И все же возвращаться в Синее Морцо, к отцу, с которым они не понимали друг друга, Андрею не хотелось. Он попросился в другую волость, но с ним опять не согласились.
– В Синее Морцо, – сказали ему, – твое возвращение не вызовет никаких подозрений, да и людей ты знаешь там хорошо. А это много.
Вот тогда-то и написал Андрей домой о скором своем возвращении.
С Петром Андрей впервые встретился в мае прошлого года. В летнем театре «Аркадия» в день очередной годовщины коронации Николая II местное начальство вкупе с богачами организовали спектакль. Царю в это лето, как никогда, было трудно. Россия вздыбилась, вышла из повиновения. Вот и задумали власти хотя бы этим спектаклем выказать верноподданнические чувства «простонародья».
Что тогда было! Едва заиграл оркестр и хор запел «Боже, царя храни», с верхних ярусов засвистели, закричали:
– Долой царя-убийцу!
И – дождь листовок.
Несколько человек полиция все же схватила. И Андрею бы несдобровать, да Петр, с которым его познакомили накануне в конспиративной квартире на Косе, знал в театре и саду все ходы и щели.
…Вышли на берег Болды. Слева, за Болдинским островом, голубел в снегах широкий волжский плес. Вдоль берега протоки разномастные, вмерзшие в лед суда: морские приемки, сухогрузные барки, живорыбные садки, утлые рыбачьи плоскодонки.
Спустились на лед.
– Ну, довольно, – Андрей остановился. – И так далеко проводил.
– Запомни: связь только через Машу. Она твоя зазнобушка, и письма твои к ней – самое обычное дело. Будь осторожен. Товарищи желают тебе удачи.
– Спасибо, – Андрей стиснул тугую ладонь Петра и торопливо зашагал по льду вниз по реке.
2
Резеп, кутая меховой полостью ноги Мамонту Андреевичу, посетовал:
– Все один да один. Ухайдакают – и концов не сыщешь.
– Раскаркался…
– Не каркаю, упаси бог. Жалеючи я.
– Жалеют убогого.
– Боязно. Неблизкая дорога…
– Господь побережет. Ты вот что, не мешкайся тут да заверни за Глафирой…
– Все будет исполнено наилучшим образом, Мамонт Андреич, счастливого пути. Вечером, бог даст, свидимся.
– Коней-то не особенно поторапливай. Сани гружены, да и путь неблизкий, снег к тому же. Лучше заночуй где.
Легкие крытые сани стремительно скатились с откоса, а Резеп направился к обозу, который стоял неподалеку готовым в путь: сани были загружены ловецкой сбруей и судовым оборудованием, лошади после трехдневного покоя и сытного корма нетерпеливо переминались, хрумкая сухим, искрящимся в первых лучах солнца снегом. Резеп обошел все подводы, придирчиво осмотрел, хорошо ли увязаны возы.

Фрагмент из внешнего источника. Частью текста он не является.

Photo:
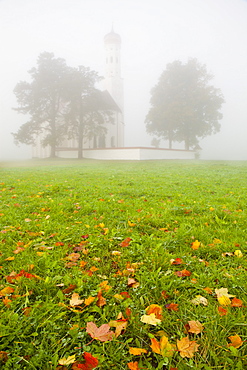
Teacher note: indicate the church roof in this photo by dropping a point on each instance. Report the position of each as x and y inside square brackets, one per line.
[112, 37]
[106, 102]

Когда обоз спустился на волжский лед, плотовой свободно вздохнул и, вскочив на застланные сеном открытые сани, пустил лошадь рысью по прибрежной улице – на Грязную, за Глафирой.
С той самой минуты, когда Глафира уяснила, кем ей доводится богатый рыботорговец, с которым она провела ночь, успокоение не приходило к ней. Чувство стыда и гадливости, всякий раз не оставлявшее ее после таких вот знакомств и распутных ночей, на этот раз было особенно острым и непроходящим. Промаявшись до вечера, она сбегала в ближайшую лавку, купила водки и немного съестного – перекусить. Выпила полстакана жгучей влаги, пожевала поджаренную хлебную корочку.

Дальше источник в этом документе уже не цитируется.